Use Object Level Access Control in Safes

This topic describes the Object level access control feature for Safes, how to enable this feature in a Safe, and how to give users access to specific passwords and files in a Safe.

Overview

The Privileged Access Manager - Self-Hosted solution provides object level access control. This enables you to control user access to passwords and files that are stored in a Safe, at a granular level. You can give a user permissions to retrieve and use specific passwords and files in the Safe, regardless of their Safe level member authorizations.

For example, an external vendor or technician can be given retrieve or use permissions for a specific password only, without being able to view any other passwords or files in the Safe.

When a new password or file is added to a Safe, the existing permissions that each Safe member has are applied to this new object. When using Object level access control, you can change the permissions for individual passwords or files.

You can view a general summary of each Safe member's access control and permissions in the Entitlement report.

Enable Object Level Access Control in a Safe

  • Object Level Access Control cannot be disabled.

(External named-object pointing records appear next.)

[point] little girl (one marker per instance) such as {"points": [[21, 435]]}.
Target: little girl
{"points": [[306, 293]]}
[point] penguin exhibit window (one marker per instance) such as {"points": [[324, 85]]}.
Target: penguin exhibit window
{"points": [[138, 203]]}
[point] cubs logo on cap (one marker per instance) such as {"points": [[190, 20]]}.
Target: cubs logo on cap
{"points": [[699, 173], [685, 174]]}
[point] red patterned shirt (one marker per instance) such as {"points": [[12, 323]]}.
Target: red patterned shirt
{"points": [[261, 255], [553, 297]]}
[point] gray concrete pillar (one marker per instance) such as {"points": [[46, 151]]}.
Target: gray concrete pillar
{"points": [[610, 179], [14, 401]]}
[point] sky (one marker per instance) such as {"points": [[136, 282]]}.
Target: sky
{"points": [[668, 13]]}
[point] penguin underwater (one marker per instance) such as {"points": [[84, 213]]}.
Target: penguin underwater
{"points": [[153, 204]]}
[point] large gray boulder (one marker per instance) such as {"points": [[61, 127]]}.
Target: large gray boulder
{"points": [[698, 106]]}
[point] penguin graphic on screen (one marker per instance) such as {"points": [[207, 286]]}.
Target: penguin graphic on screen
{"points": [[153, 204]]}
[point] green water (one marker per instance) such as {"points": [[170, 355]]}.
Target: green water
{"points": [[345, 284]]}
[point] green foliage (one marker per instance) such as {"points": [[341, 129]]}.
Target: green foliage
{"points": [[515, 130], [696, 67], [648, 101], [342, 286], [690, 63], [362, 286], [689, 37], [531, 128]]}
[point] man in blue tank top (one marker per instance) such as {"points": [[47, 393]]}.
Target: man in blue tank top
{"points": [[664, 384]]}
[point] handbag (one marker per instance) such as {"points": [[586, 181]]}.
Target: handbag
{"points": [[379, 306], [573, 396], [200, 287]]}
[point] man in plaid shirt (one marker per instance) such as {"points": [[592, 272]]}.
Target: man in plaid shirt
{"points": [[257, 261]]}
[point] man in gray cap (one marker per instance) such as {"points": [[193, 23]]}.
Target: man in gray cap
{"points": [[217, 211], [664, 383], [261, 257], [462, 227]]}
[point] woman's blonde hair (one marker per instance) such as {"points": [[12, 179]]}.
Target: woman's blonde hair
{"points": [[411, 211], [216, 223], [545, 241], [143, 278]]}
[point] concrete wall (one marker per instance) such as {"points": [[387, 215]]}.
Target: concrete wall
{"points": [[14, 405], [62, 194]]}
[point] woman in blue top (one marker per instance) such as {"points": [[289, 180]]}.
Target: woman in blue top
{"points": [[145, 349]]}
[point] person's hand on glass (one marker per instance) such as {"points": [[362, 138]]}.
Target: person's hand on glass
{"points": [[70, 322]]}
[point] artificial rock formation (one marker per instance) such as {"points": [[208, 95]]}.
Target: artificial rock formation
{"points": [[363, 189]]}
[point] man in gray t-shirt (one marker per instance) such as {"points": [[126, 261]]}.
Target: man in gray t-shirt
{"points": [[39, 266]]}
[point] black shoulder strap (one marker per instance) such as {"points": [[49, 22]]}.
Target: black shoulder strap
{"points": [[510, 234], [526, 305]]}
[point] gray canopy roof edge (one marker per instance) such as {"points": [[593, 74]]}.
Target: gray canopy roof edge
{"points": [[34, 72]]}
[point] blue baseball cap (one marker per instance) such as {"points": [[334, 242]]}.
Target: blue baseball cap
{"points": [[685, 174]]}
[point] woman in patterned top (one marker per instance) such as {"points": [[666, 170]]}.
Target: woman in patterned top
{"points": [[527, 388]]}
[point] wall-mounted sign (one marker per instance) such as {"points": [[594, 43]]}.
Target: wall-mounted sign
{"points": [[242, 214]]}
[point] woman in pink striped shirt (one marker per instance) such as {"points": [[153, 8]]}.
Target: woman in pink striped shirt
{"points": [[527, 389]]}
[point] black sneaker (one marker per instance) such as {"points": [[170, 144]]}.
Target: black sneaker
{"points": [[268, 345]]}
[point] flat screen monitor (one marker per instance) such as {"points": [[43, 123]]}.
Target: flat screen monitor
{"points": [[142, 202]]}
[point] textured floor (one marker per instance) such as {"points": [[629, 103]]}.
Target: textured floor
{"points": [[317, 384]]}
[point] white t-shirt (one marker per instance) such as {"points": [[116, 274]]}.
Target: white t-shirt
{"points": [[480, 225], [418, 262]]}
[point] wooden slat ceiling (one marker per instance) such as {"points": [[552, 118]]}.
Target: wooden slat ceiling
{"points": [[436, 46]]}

  • Enabling OLAC impacts Vault performance.

When you enable Object Level Access Control, you are updating a Safe's properties. To update Safe properties, users must have the following authorization in the Vault:

Authorization

Description

Manage Safe

Enables the user to perform the following actions:

  • View the Safes page in the PVWA

  • Manage the properties of existing Safes

  • Specify and update Safe permissions

  • Remove a user from a Safe

To enable Object Level Access Control:

  1. In the Safes list, select the relevant Safe.
  2. In the Safe properties pane, click Edit.
  3. Click Advanced details and turn on the Enable Object Level Access Control toggle.
  4. Click Save.

Set Use and Retrieve permissions for specific passwords and files

To give Use and Retrieve permissions to users for specific passwords and files, the users must be added as Safe members, and then given the permissions in the specific account.

Required authorizations

The following authorizations are required in the Vault to set permissions for specific passwords and files:

Authorization

Description

Manage Safe Members

Enables the user to perform the following actions:

  • Add existing Vault users and groups as Safe members in the PVWA

  • Add users in external LDAP directories as Safe members in the PVWA

  • Specify and update Safe permissions

  • Remove a user from a Safe

View Safe members

Enables the user to view the permissions of Safe members in the PVWA.

One or more of the Access permissions

Enables users to access accounts in the Safe in the PVWA.

Access permissions:

  • List accounts

  • Use accounts

  • Retrieve accounts

For more information about Access permissions, see Access permissions in Safe member permissions.

Step 1: Add users as Safe members

Only users that are Safe members can have permissions for specific passwords and files.

Manage Safe members authorizations are required for this step.

  1. Add the relevant users as Safe members, as described in Add a Safe member.

  2. Assign Use accounts and Retrieve accounts permissions to the new Safe member.

     

    These permissions can also be assigned or removed from individual passwords and files. See Set permissions for a password or file, below.

Step 2: Set permissions for a password or file

View Safe members authorizations are required for this step.

  1. Open the Account Details window for the password or file.

  2. Click the Permissions tab.

    A list of all Safe members for this Safe appears, and the permissions that each Safe member has.

  3. Click the Safe member whose permissions you want to change for this password or file.

    The Change Permissions window appears.

  4. Select or remove the permissions that you want for this Safe member, and then click OK.